I had my notebook out already and didn’t realize I had walked around to the other side of the ditch and crouched beside the body until I glanced up and took in the woods and road from another angle. Saw what she might have seen in the last moments she lay there, had she been alive. New red leaves and blue buds. Scrub grass, gravel, generations of wet and blackened leaves, something pale green and flowerless about to uncurl. I rested my gaze on these things for a moment before standing to take in the situation at hand.

“Is it White?” I asked Dino. I saw the pink sweatshirt, dirt-covered legs beneath the miniskirt and long wide bare feet, chipped toenails lacquered with the last fading ghost of clear glitter nail polish.
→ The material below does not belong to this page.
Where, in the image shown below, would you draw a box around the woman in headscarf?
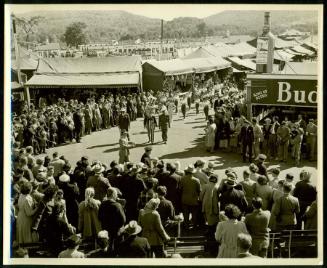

“Is this Wendy White?” I knew immediately that she had not been there as long as she’d been missing. Hollow-cheeked as she
was, she’d clearly arrived a few hours before us at most. The smell of filth and staleness, not decomposition, hung in the air. A wave of nausea descended upon me and raised sweat across my back, up my neck. Giles walked by again, now wearing rubber gloves and a dust mask. This was not the way they did it back in Cleveland.

“Still haven’t gotten ahold of him,” Dino told Giles.

“Try again. Maybe he’s up at the dairy.”

I wrote the date and time across the narrow page. It was April 3, 2009. I walked back over to stand next to Dino and didn’t say another word to him. I had nothing to ask him that I couldn’t already see.

Later, I would have difficulty driving past Tern Woods without holding my breath. I would see the marker for the “woods,” a little wedge of remaining forest, not half the size of a city block, and forget to inhale.

Wendy White is a name people know the same way they know the name Haeden—both have entered into the national vocabulary as catalysts, a particular kind of tragic iconography. I was interviewed a few times about the White case and about April 14. I tried to put it in a broader social context, but somehow I was unable to ever really make things clear. I talked about national statistics on rape, on abduction, on rural poverty, on adolescent violence, but then the show would air and it would be me talking about April 14, or worse, me talking about me.